Scopus AI is now called ‘AI Discovery’, a name that must have taken the marketing team hours of hard thought to come up with 😉.

🚀 Launches:

Google’s Deep Research Max announcement explicitly names open-access peer-reviewed journals as one example of the authoritative sources its reports can draw on. I don’t keep a close eye on this, but is this one of the first mainstream AI product announcements to foreground open-access peer-reviewed content as the content pool?
Sci-Hub (widely treated by courts and publishers as a copyright-infringing shadow library) has launched a new AI-powered research assistant called Sci-Bot (sci-bot.ru). Mixed reviews from scientists on Chemical & Engineering News, who note that Sci-Hub’s increasingly limited access to paywalled literature reduces the value of the tool. Nick Morley from Grounded AI analysed the references and found that of the 514 references created, nearly 30% had some form of author misattribution.
My own quick test for a history of Digital Science was mixed; it covered the key points, nothing beyond 2023, and included some absolute clangers. For example, Daniel Hook wasn't the founding CEO. Around 50% of core claims and references were accurate, 30% inaccurate or misleading, 20% would need more careful checking.
Springer Nature’s Cureus is launching the Journal of AI-Augmented Research in May 2026 as “an open and trusted home for researchers using AI as part of their research practice, with clear standards for transparency, reproducibility, and human-verified validation”. It was only a matter of time before research created using AI, and its associated OA fees, found new homes at major publishers.
ReviewBench is an open-source, venue-agnostic framework that compares human and AI reviews across structure, alignment with a paper’s major claims, impact, and critique category. [Preprint | GitHub]

🖧 Fabricated citations:

My feeds are full of reports about fabricated citations in research papers. I am quite curious to know how this October 2025 (!) Frontiers paper got published. 🤷
Max Topaz’s CITADEL site is a great piece of data science and visualisation summarising their research findings about fabricated citations.
Retraction Watch has a good summary of Topaz et al.’s research.

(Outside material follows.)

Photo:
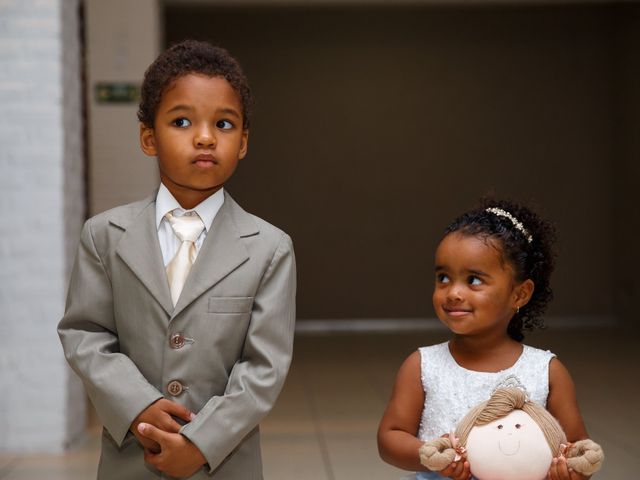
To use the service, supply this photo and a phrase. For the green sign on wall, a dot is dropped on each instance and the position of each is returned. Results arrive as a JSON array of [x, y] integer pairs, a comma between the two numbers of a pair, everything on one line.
[[117, 92]]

I thought this was a good comment: “For instance, citations that play a minor role (e.g., placing the reported study within the context of existing literature; serving a rhetorical function) and which can be withdrawn without affecting the argument made or the validity of the results can be addressed in a correction that is transparent with respect to the authors’ lapse in vigilance.” (It’s surprisingly easy to get a fabricated reference when you do something like ask for the landmark study in JAMA about X.)
Tim Elfenbein asks what I think is the more important question: “Machine fabricated citations are a problem, but they are an extension of lots of other all-too-human problems w/ citations that have gotten little attention. What is worse: a completely fabricated citation or a misrepresentation of an existing cited work?”
A Nature analysis estimates that more than 110,000 scholarly publications from 2025 alone may contain fabricated references generated by AI. [Summary on LinkedIn]
I am feeling slightly wistful. Back in the day, there were teams of people (like me) working in ‘Electronic production’ departments manually checking that every URL in a reference list resolved to the right paper before it went online. Utterly mind-numbing but quite relaxing work that has largely been automated away (thankfully!). It is hard to believe the work that went into getting papers online 20+ years ago, the levels of QA done because of the fear that something might be incorrect online (which, to be fair, it often was).

🤖 AI:

IOPP’s new Duplicate Review Checker uses machine learning to identify reviewer reports with significant content overlap. Since its 2024 pilot, it has processed around 500,000 reports going back to 2020, flagging matches above a 60% similarity threshold. It catches both reports reused across multiple manuscripts and reports submitted under different reviewer names, with flagged reports routed to the Research Integrity team for review. Around 2,500 duplicates have been caught so far.
🎙️ Prathik Roy, Product Director for Data and AI Solutions at Springer Nature, on The Product Experience podcast, covers a lot of ground, including: “You’re effectively at an inflection point where you need to start thinking about whether you are building for humans to consume content via machines instead of humans directly consuming content off of your platforms.” So, how do you quantify the value of content when nobody visits your site anymore? Prathik walks through tracking content into AI pipelines, measuring what proportion of an LLM’s answer came from your sources, and eventually pricing by outcomes rather than access.
📊 COUNTER has released its Best Practice on Generative and Agentic AI usage metrics. See also the Research Information article by Tasha Mellins-Cohen.
The Foresight Institute is funding projects on this premise: “In addition to applying AI to specific problems, we need better platforms, tools and data infrastructure to accelerate AI-guided scientific progress generally. Similarly, to get our sense-making ready for rapid change, we are interested in funding work that applies AI to improve forecasting and general epistemic preparedness.”
🗎 Talip Gönülal, Ramazan Güçlü and Salih Güçlü explore AI In Academic Publishing for Non-Native English Speakers: The Good, the Bot, and the Ugly: “… the good, reducing linguistic inequalities by improving paper quality and decreasing language-related challenges; the bad, involving inaccurate or misleading AI suggestions, over-reliance on AI tools, and diminished engagement with manuscripts; and the ugly, characterized by failure to disclose AI use, lack of clear guidelines for responsible AI integration in research, homogenization of academic writing, and the emergence of new forms of inequality.”
James O’Sullivan on The AI detection delusion: “...the solution to one form of technological recklessness cannot be another. Detection tools give their users the feeling of objective certainty while delivering probabilistic guesses, and in doing so, they can cause real harm to real people—students who lose marks or face disciplinary action, professionals whose reputations are damaged, and writers whose command of English is held against them by an algorithm that mistakes simplicity for artificiality.”
Dave Flanagan at Wiley makes a related point in Provenance, not detection, arguing that the right question for research integrity isn’t “did AI write this?”, it’s “can we trust this author?”. Note Chris Reid’s comment: “Trust will be at the author layer.”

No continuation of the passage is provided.